Tak lepas dari itu semua, Minke menjadi sosok yang berperan penting didalam organisasi tersebut. Adanya dorongan dari siswa Stovia dan juga ceramah dari Dr Wahidin itu sangat berpengaruh besar untuk kemajuan bangsa pada saat itu. Minke menjadi penggerak didalam organisasi ini.
Jurnalistik sebagai Alat perlawanan Kolonialisme Belanda
Raden Mas Tierto Adhi Soerjo adalah bapak pers Nasional Indonesia. Julukan itu didapat ketika beliau bisa dibilang menjadi jurnalist yang berhasil pada saat itu. Karena saat itu beliau bekerja sebagai penulis koran dengan nama samaran Maxx Toteller. Nama pena yang cukup menarik untuk digunakan pada saat itu. Hal ini yang kemudian dijadikan inspirasi oleh Pram untuk membuat tokoh Minke dalam novelnya.
Sosok Minke dalam buku ini digambarkan gemar mengirim tulisan-tulisanya di koran-koran milik Belanda, yang notabenenya banyak merugikan rakyat pribumi. Begitu banyak kasus yang dapat Minke tulis di dalam tulisanya. Terutama soal mengecam sistem pemerintahan milik Belanda.

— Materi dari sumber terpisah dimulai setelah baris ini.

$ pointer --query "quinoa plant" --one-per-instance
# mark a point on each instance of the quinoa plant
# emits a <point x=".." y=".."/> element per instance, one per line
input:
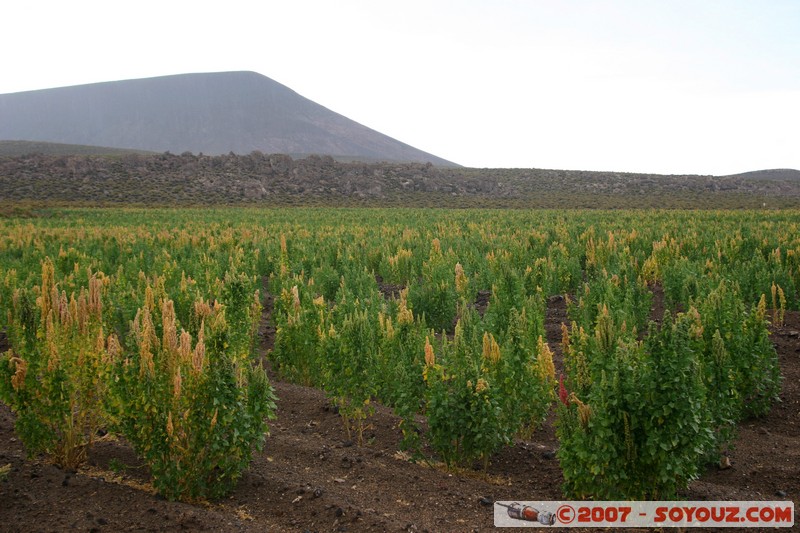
<point x="192" y="410"/>
<point x="55" y="380"/>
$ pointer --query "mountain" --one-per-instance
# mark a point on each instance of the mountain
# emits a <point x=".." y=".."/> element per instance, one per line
<point x="212" y="113"/>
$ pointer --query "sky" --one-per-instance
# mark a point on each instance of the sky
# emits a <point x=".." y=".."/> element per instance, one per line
<point x="670" y="87"/>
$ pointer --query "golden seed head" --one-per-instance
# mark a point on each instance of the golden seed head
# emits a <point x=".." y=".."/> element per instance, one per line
<point x="545" y="359"/>
<point x="461" y="279"/>
<point x="404" y="314"/>
<point x="295" y="298"/>
<point x="199" y="355"/>
<point x="430" y="359"/>
<point x="114" y="348"/>
<point x="20" y="371"/>
<point x="491" y="350"/>
<point x="214" y="418"/>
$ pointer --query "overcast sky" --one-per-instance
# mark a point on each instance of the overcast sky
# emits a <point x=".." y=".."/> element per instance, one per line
<point x="666" y="86"/>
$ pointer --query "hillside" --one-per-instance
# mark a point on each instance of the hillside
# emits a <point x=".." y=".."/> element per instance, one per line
<point x="213" y="114"/>
<point x="280" y="180"/>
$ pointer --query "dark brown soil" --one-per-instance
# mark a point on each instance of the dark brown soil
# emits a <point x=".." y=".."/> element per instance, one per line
<point x="310" y="477"/>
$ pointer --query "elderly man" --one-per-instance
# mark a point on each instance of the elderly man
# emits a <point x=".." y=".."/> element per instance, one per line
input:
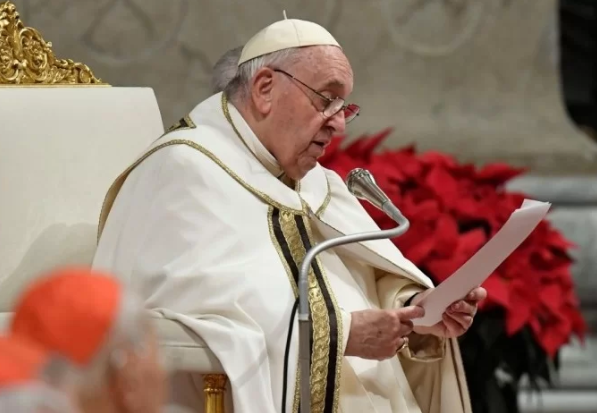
<point x="214" y="220"/>
<point x="32" y="380"/>
<point x="88" y="318"/>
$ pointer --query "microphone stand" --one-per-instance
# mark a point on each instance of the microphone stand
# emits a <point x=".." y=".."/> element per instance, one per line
<point x="361" y="184"/>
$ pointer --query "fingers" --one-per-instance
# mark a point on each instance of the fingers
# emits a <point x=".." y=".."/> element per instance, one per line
<point x="476" y="295"/>
<point x="453" y="327"/>
<point x="463" y="307"/>
<point x="406" y="327"/>
<point x="463" y="320"/>
<point x="408" y="313"/>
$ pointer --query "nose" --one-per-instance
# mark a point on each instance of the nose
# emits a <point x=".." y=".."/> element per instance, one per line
<point x="337" y="123"/>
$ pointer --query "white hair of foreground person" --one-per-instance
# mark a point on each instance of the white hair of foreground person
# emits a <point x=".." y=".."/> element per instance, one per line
<point x="225" y="69"/>
<point x="238" y="88"/>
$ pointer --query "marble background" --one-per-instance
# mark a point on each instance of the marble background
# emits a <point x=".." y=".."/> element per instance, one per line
<point x="476" y="78"/>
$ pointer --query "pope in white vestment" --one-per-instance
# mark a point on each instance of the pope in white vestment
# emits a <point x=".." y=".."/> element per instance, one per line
<point x="207" y="229"/>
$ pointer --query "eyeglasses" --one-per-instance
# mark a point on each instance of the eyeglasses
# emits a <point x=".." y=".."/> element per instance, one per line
<point x="333" y="106"/>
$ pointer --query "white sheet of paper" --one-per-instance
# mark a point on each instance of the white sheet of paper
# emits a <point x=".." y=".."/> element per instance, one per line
<point x="479" y="267"/>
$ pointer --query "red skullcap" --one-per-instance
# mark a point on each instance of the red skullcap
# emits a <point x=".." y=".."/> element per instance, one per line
<point x="70" y="312"/>
<point x="20" y="361"/>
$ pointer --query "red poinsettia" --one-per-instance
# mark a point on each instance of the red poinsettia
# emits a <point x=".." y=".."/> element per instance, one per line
<point x="454" y="209"/>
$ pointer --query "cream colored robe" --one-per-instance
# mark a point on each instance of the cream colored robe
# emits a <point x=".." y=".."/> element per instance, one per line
<point x="213" y="239"/>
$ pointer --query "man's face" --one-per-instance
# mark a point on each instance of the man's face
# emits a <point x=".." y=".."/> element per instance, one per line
<point x="142" y="382"/>
<point x="299" y="132"/>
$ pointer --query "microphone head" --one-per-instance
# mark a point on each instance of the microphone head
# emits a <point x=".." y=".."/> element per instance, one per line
<point x="361" y="184"/>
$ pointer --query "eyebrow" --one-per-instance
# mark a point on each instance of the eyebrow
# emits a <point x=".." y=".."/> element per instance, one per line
<point x="333" y="83"/>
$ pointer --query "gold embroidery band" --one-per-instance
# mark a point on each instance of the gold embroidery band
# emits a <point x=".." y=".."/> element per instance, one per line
<point x="291" y="236"/>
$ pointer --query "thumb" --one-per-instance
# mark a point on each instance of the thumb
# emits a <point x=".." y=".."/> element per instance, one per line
<point x="408" y="313"/>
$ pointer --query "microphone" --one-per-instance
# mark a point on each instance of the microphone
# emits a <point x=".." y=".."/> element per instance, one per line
<point x="361" y="184"/>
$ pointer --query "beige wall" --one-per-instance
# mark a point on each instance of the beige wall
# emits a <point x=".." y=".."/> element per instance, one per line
<point x="475" y="78"/>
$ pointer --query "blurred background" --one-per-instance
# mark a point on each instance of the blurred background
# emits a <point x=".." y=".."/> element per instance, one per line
<point x="513" y="81"/>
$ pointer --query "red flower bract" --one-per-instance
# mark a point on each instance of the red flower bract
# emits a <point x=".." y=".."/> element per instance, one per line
<point x="454" y="210"/>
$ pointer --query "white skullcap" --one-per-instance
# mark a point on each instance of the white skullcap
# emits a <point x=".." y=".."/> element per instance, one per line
<point x="286" y="34"/>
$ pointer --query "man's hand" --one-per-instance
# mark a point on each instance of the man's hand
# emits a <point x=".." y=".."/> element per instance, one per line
<point x="457" y="318"/>
<point x="378" y="334"/>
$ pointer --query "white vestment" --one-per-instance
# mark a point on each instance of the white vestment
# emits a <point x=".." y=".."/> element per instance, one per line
<point x="203" y="229"/>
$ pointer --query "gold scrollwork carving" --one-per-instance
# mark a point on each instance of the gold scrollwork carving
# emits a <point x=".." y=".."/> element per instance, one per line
<point x="215" y="389"/>
<point x="27" y="59"/>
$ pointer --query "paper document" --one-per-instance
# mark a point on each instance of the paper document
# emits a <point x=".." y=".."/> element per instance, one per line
<point x="476" y="270"/>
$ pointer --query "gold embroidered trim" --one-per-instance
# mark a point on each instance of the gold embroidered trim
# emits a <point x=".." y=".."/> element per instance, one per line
<point x="339" y="343"/>
<point x="320" y="317"/>
<point x="118" y="182"/>
<point x="285" y="219"/>
<point x="321" y="322"/>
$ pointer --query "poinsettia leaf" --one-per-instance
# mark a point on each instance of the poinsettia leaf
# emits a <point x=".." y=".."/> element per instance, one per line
<point x="454" y="209"/>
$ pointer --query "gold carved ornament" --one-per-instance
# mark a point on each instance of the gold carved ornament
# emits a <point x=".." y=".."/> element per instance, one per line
<point x="27" y="59"/>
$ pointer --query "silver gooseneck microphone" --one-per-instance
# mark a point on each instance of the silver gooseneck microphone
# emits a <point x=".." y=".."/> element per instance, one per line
<point x="362" y="185"/>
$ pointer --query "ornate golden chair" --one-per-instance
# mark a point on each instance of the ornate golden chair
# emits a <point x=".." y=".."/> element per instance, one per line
<point x="64" y="137"/>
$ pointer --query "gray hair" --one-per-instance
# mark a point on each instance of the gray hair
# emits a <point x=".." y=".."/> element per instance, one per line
<point x="239" y="86"/>
<point x="128" y="333"/>
<point x="225" y="69"/>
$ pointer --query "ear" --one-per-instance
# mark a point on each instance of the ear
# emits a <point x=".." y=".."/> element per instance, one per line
<point x="262" y="90"/>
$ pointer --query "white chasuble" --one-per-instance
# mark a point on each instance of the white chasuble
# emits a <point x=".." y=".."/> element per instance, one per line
<point x="213" y="239"/>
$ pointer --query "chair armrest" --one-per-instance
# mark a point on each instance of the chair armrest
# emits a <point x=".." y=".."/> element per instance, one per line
<point x="181" y="348"/>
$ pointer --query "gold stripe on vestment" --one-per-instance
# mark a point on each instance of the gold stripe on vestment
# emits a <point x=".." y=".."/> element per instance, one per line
<point x="291" y="236"/>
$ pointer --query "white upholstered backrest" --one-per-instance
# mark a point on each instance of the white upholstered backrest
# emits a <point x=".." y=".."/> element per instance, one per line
<point x="60" y="150"/>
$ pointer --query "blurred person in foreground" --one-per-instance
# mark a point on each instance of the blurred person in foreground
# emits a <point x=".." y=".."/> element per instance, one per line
<point x="90" y="319"/>
<point x="213" y="221"/>
<point x="34" y="381"/>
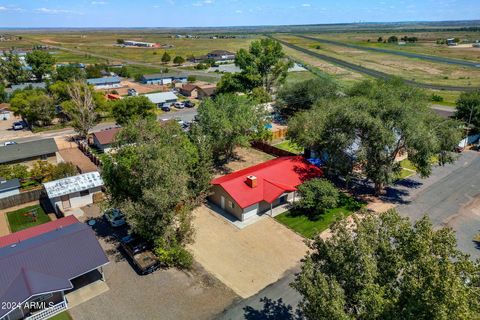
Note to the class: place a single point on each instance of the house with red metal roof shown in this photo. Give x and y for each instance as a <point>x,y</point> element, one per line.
<point>260,188</point>
<point>43,268</point>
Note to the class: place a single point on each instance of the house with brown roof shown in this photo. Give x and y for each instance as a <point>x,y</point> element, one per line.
<point>104,139</point>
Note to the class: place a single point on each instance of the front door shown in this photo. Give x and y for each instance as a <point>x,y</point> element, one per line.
<point>222,202</point>
<point>66,202</point>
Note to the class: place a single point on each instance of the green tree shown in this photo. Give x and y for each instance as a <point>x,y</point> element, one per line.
<point>265,62</point>
<point>300,96</point>
<point>382,267</point>
<point>317,195</point>
<point>81,108</point>
<point>468,108</point>
<point>166,57</point>
<point>178,60</point>
<point>230,121</point>
<point>371,128</point>
<point>124,110</point>
<point>69,73</point>
<point>12,69</point>
<point>152,179</point>
<point>41,62</point>
<point>34,105</point>
<point>260,95</point>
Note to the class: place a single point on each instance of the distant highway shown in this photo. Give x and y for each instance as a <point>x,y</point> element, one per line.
<point>371,72</point>
<point>458,62</point>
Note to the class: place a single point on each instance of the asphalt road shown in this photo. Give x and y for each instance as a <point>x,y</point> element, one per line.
<point>370,72</point>
<point>186,115</point>
<point>458,62</point>
<point>450,197</point>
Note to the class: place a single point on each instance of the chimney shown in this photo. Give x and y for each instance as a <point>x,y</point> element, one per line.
<point>252,181</point>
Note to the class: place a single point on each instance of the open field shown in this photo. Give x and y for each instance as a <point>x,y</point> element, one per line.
<point>103,43</point>
<point>426,43</point>
<point>410,69</point>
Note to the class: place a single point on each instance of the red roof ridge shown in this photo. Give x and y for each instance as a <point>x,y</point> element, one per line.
<point>249,170</point>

Tidak berhenti sampai di situ, bahkan ia juga memberikan semangat terhadap rakyat, bahwa negara yang di jajah oleh bangsa asing bisa merdeka seperti apa yang di inginkan oleh semua orang.
Lembaga Pers pertama yang ada di nusantara adalah “Medan Prijaji”. Media ini didirikan langsung oleh Minke (Raden Mas Tierto) untuk melakukan perlawanan terhadap pihak Belanda. Cara perlawan yang dilakukan oleh tokoh ini sangat unik dan menarik. Yaitu perlawanan menggunakan tulisan. Ini juga merupakan alternatif untuk bangsa pribumi saat itu.
Yang menjadi pertanyaan adalah, seberapa penting Pers pada saat itu? Menurut saya pribadi sangat penrting. Karena cara yang paling memungkin untuk menyadarkan bangsa ini adalah dengan menggunakan tulisan yang ada di koran.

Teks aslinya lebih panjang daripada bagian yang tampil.